Application Security Specialist
As an Application Security Specialist, you will be a key member of Arm’s Threat & Vulnerability Management team, contributing to the development and operation of the Threat and Vulnerability Management program. You will identify vulnerabilities using Infrastructure & Web Application scanning tools and methods or from sources such as bug bounty disclosures, security incidents, red team, and penetration testing. You will validate findings, prioritize risk within the context of our environment, assign to the correct owner, and follow up on status. This role requires a strong background in security as it relates to platform infrastructure, application security, and aspects of network/cloud infrastructure security.
What you will do:
- Scope and perform security reviews of web applications, mobile applications, and private and public cloud environments.
- Assist project teams om scoping.
- Develop and implement workflows to automate security testing and vulnerability detection for the software development lifecycle.
- Promote a culture of security by leading security awareness training while communicating vulnerabilities to IT, development, and engineering teams.
- Identify architectural deficiencies and implement vulnerability mitigation strategies to address them.
What we are looking for:
- BS degree in Computer Science, a similar technical field of study, or equivalent practical experience is required.

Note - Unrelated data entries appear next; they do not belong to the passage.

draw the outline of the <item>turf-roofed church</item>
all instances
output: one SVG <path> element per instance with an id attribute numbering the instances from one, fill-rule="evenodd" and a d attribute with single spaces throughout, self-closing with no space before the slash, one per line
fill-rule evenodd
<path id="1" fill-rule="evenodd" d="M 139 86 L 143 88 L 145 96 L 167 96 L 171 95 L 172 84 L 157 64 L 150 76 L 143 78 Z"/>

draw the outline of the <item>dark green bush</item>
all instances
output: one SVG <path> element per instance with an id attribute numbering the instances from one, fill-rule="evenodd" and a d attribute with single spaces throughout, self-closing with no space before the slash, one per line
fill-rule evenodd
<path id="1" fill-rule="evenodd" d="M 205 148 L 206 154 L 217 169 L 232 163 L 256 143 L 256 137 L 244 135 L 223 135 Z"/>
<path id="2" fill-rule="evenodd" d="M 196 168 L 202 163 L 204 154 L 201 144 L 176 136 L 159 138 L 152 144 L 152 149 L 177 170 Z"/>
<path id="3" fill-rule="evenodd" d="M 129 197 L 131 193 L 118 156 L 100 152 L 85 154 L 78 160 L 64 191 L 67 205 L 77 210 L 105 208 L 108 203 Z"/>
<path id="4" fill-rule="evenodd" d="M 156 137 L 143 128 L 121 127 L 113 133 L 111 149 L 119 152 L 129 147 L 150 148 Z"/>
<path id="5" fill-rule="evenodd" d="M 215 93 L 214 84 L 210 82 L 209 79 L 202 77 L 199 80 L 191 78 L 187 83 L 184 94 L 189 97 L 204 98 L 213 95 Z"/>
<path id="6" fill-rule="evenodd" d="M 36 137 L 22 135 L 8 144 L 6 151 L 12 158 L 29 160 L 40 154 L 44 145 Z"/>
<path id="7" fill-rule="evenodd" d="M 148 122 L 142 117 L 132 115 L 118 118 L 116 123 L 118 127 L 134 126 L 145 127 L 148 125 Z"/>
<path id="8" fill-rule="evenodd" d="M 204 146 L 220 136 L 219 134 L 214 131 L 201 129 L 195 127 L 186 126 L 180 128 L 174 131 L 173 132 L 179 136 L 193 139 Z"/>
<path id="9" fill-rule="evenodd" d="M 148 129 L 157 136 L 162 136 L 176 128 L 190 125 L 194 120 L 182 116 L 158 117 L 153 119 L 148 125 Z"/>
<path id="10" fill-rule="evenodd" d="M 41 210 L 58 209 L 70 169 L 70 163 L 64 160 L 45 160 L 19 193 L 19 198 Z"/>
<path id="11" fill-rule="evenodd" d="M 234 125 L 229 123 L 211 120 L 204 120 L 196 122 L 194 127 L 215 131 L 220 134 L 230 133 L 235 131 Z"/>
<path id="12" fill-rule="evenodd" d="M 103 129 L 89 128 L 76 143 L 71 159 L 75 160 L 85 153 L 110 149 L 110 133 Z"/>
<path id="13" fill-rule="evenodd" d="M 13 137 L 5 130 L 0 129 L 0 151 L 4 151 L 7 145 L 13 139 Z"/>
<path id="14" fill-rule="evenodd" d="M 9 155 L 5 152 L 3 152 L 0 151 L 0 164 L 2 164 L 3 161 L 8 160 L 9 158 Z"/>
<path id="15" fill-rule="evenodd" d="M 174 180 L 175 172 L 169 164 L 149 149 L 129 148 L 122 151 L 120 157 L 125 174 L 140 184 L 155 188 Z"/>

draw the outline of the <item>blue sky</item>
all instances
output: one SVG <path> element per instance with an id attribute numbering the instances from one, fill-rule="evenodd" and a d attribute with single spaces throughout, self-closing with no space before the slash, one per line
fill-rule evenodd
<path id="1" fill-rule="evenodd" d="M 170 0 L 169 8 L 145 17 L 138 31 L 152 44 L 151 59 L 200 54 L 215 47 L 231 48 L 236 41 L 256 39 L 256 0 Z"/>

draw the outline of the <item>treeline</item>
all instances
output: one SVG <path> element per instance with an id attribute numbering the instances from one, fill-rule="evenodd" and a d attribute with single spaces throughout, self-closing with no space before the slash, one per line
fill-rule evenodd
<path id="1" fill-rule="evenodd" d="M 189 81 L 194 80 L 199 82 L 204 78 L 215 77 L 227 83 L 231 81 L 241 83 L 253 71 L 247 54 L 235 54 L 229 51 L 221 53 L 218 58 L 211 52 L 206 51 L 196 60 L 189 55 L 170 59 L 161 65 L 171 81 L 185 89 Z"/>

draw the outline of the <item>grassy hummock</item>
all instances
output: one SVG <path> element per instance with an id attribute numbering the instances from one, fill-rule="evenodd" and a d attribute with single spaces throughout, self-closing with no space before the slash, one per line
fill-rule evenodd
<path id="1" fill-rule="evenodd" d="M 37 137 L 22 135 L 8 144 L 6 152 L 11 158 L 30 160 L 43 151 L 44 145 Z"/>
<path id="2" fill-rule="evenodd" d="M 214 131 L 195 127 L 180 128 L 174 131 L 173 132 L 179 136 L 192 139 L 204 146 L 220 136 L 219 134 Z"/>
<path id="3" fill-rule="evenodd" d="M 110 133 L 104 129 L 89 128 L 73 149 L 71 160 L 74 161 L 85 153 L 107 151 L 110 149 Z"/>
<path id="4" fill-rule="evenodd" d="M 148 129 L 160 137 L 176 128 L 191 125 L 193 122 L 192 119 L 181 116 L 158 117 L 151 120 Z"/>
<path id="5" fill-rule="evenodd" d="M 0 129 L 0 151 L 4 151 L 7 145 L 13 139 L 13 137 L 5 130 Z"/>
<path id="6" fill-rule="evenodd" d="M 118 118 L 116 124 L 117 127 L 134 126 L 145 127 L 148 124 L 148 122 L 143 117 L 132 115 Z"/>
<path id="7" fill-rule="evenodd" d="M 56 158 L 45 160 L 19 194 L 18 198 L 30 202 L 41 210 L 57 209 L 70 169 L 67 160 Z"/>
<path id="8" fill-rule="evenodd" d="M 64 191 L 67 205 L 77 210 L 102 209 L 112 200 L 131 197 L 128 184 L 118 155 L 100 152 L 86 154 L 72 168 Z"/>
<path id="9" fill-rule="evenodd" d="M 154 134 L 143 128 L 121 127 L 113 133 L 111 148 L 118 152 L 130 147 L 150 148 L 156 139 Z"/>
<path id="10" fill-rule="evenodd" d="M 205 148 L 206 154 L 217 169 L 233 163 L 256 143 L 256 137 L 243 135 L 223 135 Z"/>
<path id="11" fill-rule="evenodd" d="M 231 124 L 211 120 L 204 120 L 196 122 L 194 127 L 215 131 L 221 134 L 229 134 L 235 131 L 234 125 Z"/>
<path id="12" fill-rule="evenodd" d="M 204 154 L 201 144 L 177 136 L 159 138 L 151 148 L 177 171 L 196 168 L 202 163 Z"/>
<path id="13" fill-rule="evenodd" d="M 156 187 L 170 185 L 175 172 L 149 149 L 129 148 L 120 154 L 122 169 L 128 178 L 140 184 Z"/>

- 5 years of security related experience, including at least 1 year of experience in penetrating testing, including mobile & web applications.
- Understanding of vulnerability classes (OWASP) and how they can be exploited.
- Experience analyzing risk and prioritization of vulnerability remediation using MITRE ATT&CK within the greater context of assets and the control stack.
- Experience validating vulnerability reports from Penetration Testing, Red Team and Bug Bounty disclosures.
- Understanding of the overall threat and vulnerability management process, including metrics to measure performance.
- Experience working with APIs to automate manual tasks.
- Exposure to security testing methodologies applied to supporting CI/CD pipelines and deploying software releases.
- Expertise with vulnerability and DAST scanners such as Qualys & Netsparker
- Experience with Azure, AWS & Akamai.
- Certifications such as GIAC, SANS, CISSP & OCSP are advantageous.
Arm is an equal opportunity employer, committed to providing an environment of mutual respect where equal opportunities are available to all applicants and colleagues. We are a diverse organization of dedicated and innovative individuals, and don’t discriminate on the basis of any characteristic.